Fig. 1 zeigt die Dosis/Wirkungskurve des synthetischen Peptides Gln-Tyr-Asn- Ala-Asp (SEQ ID No: 1 ) auf die "steady-state"-lnaktivierungskurven. Die Figur zeigt die durchschnittliche Links-Verschiebung der h oo-Kurve, die gegen die Peptid-Konzentration aufgetragen ist.
Fig. 2 zeigt einen Western Blot. In den mit (GBS) markierten Spuren wurden Liquor-Proben von 3 GBS-Patienten, in der mit (MS) markierten Spur wurde die Liquor-Probe eines MS-Patienten aufgetragen. In die mit (contr.) gekennzeichnete Spur wurde eine Probe eines gesunden Individuums aufgetragen.

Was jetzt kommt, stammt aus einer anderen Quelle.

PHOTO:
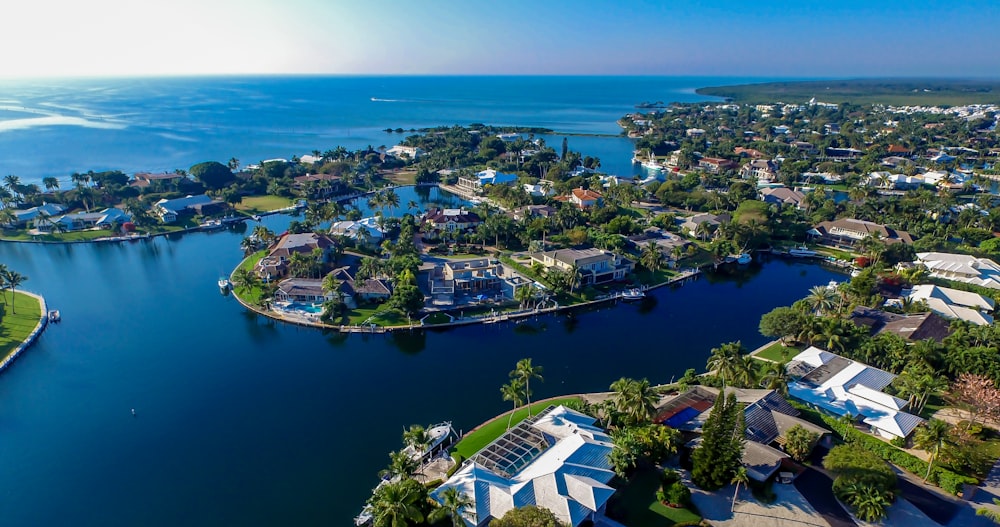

In der rechten Spur wurde ein Molekulargewichtsstandard aufgetragen (14, 22, 31 , 45, 66, 97 bzw. 200 kDa).
Beispiele:
Beispiel 1 : Anwendung von Nachweisverfahren des Peptides und dessen Modifikationen zur Diagnostik
Das Peptid sowie Modifikationen oder Derivate davon werden erfindungsgemäß als Marker zur medizinischen Diagnostik von Erkrankungen, vorzugsweise von Erkrankungen des Nervensystems, wie beispielsweise GBS oder MS beim Menschen angewendet. Es kann in dieser Funktion auch zur Therapiekontrolle eingesetzt werden. Veterinärmedizinische Anwendungen sind ebenfalls möglich.
Der Einsatz des Peptides als Marker erfolgt vorzugsweise in üblichen diagnostischen Verfahren, wie Blotting-Verfahren, Immunoassays, biosensorischen Verfahren oder vergleichbaren Verfahren. Dabei wird das Peptid oder dessen Modifikationen und Derivate in entsprechenden Bindungstests, beispielsweise
in Immunoassays, eingesetzt. Hierbei kann das Peptid auch, vorzugsweise über seinen C-Terminus, seinen N-Terminus oder andere geeignete funktioneile Einheiten an Träger- oder Markerproteine, insbesondere auch Enzyme, oder auch Kolloide mit Hilfe bekannter Verfahren, vorzugsweise kovalent oder adsorptiv, gekoppelt bzw. gebunden werden. Diese Konjugate können in den diagnostischen Verfahren ebenfalls verwendet werden und stellen einen Bestandteil der Erfindung dar.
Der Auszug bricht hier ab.